Something new, however, is the control system for action sequences. Early on you get into a foot chase and as I played, I got flashbacks to Sega’s Dreamcast hit Shenmue. QTEs are usually a lazy option in videogames in this writer’s opinion but in this case, it was QTEs done right: just long enough to grab your attention and keep you in suspense, without annoying you and transforming into a Simon Says with fancier graphics.
As for Episode One itself, the story was well paced and as mentioned earlier; the first hour or so is spent establishing the world and the characters, serving as both an introduction for newcomers and an indicator for long-time fans as to whereabouts in the timeline this particular story takes place. The interplay between Bigby and Snow White is cute and the set-up of the overarching plot is nicely done: there’s a serial killer on the loose and it’s up to the Bigby and Snow to do the necessary sleuthing and figure out who it is before the body count piles up.

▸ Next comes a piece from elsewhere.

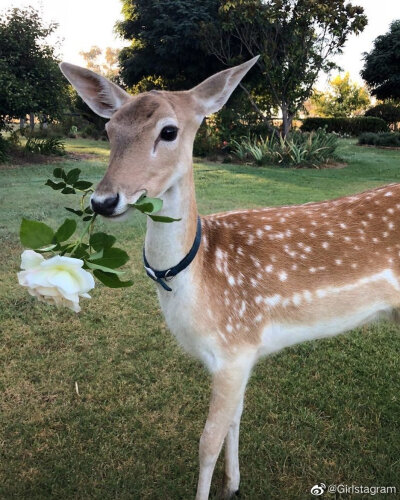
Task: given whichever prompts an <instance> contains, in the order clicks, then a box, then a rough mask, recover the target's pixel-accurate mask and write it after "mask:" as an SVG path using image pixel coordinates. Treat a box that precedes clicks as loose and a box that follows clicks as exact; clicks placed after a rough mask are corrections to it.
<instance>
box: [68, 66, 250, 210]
mask: <svg viewBox="0 0 400 500" xmlns="http://www.w3.org/2000/svg"><path fill="white" fill-rule="evenodd" d="M257 59H258V57H255V58H253V59H251V60H250V61H247V62H246V63H244V64H241V65H240V66H236V67H234V68H230V69H227V70H225V71H221V72H220V73H217V74H215V75H213V76H211V77H210V78H208V79H207V80H205V81H204V82H202V83H201V84H200V85H197V86H196V87H194V88H193V89H192V90H189V91H183V92H167V91H150V92H146V93H143V94H139V95H137V96H132V95H129V94H128V93H127V92H125V91H124V90H123V89H121V88H120V87H118V86H117V85H115V84H114V83H112V82H111V81H109V80H107V79H106V78H104V77H103V76H100V75H97V74H96V73H93V72H92V71H90V70H88V69H85V68H81V67H79V66H75V65H73V64H69V63H61V65H60V68H61V71H62V72H63V73H64V75H65V76H66V78H67V79H68V80H69V81H70V83H71V84H72V85H73V86H74V87H75V89H76V91H77V92H78V94H79V95H80V96H81V97H82V99H83V100H84V101H85V102H86V104H87V105H88V106H89V107H90V108H91V109H92V110H93V111H94V112H95V113H96V114H98V115H99V116H102V117H104V118H109V121H108V122H107V124H106V130H107V134H108V137H109V140H110V143H111V153H110V163H109V167H108V169H107V172H106V174H105V176H104V177H103V179H102V180H101V182H100V183H99V185H98V186H97V188H96V191H95V192H94V193H93V195H92V198H91V203H92V208H93V210H94V211H95V212H97V213H99V214H101V215H104V216H110V217H111V216H114V217H115V216H118V215H121V214H123V213H124V212H126V210H127V209H128V206H129V204H130V203H135V201H137V199H138V198H139V197H140V196H141V195H142V194H147V195H148V196H151V197H162V195H163V193H165V192H166V191H167V190H168V189H170V188H171V187H172V186H173V185H174V183H175V182H177V181H178V180H179V179H180V178H181V177H182V176H183V175H185V173H186V172H187V171H188V170H189V169H191V165H192V150H193V141H194V137H195V134H196V131H197V129H198V128H199V126H200V124H201V122H202V120H203V118H204V117H205V116H207V115H210V114H212V113H215V112H217V111H218V110H219V109H221V107H222V106H223V105H224V104H225V103H226V101H227V100H228V99H229V97H230V95H231V93H232V92H233V91H234V89H235V88H236V86H237V85H238V84H239V82H240V81H241V79H242V78H243V77H244V75H245V74H246V73H247V72H248V71H249V69H250V68H251V67H252V66H253V65H254V64H255V62H256V61H257Z"/></svg>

As is the standard with Telltale games, player choice is key and affects the way the story itself develops. Even as early on as Episode One, a choice I made midway through meant I was too late to prevent a suicide and thus, never got to meet that character. As with The Walking Dead, the water cooler potential is endless and at the end of every episode you get a nice infographic showing choices of others, encouraging players to compare the paths they took, or even missed.
The choices themselves this episode seem pretty benign to begin with and it wasn't until I’d finished that I realized how layered and intricate the choice system has become. Example: out of the goodness of my heart, I opted to give a call girl the cab fare home. Later on, I realized I was missing the money I could use to defuse a very volatile situation. Well played, Telltale, well played. Introducing the idea that doing the right thing doesn’t always pay off for you was a key part of what made The Walking Dead so enjoyable and to see it further developed and explored here can only mean good things for the next four episodes.
As for the next four installments, Episode One’s incredibly surprising cliff-hanger (surprising for both newcomers and fans, interestingly enough) leaves the story in a great position to explore some of the fan favorite characters and re-introduce some new ones. As for me, I’m itching to see Boy Blue! Roll on Episode Two!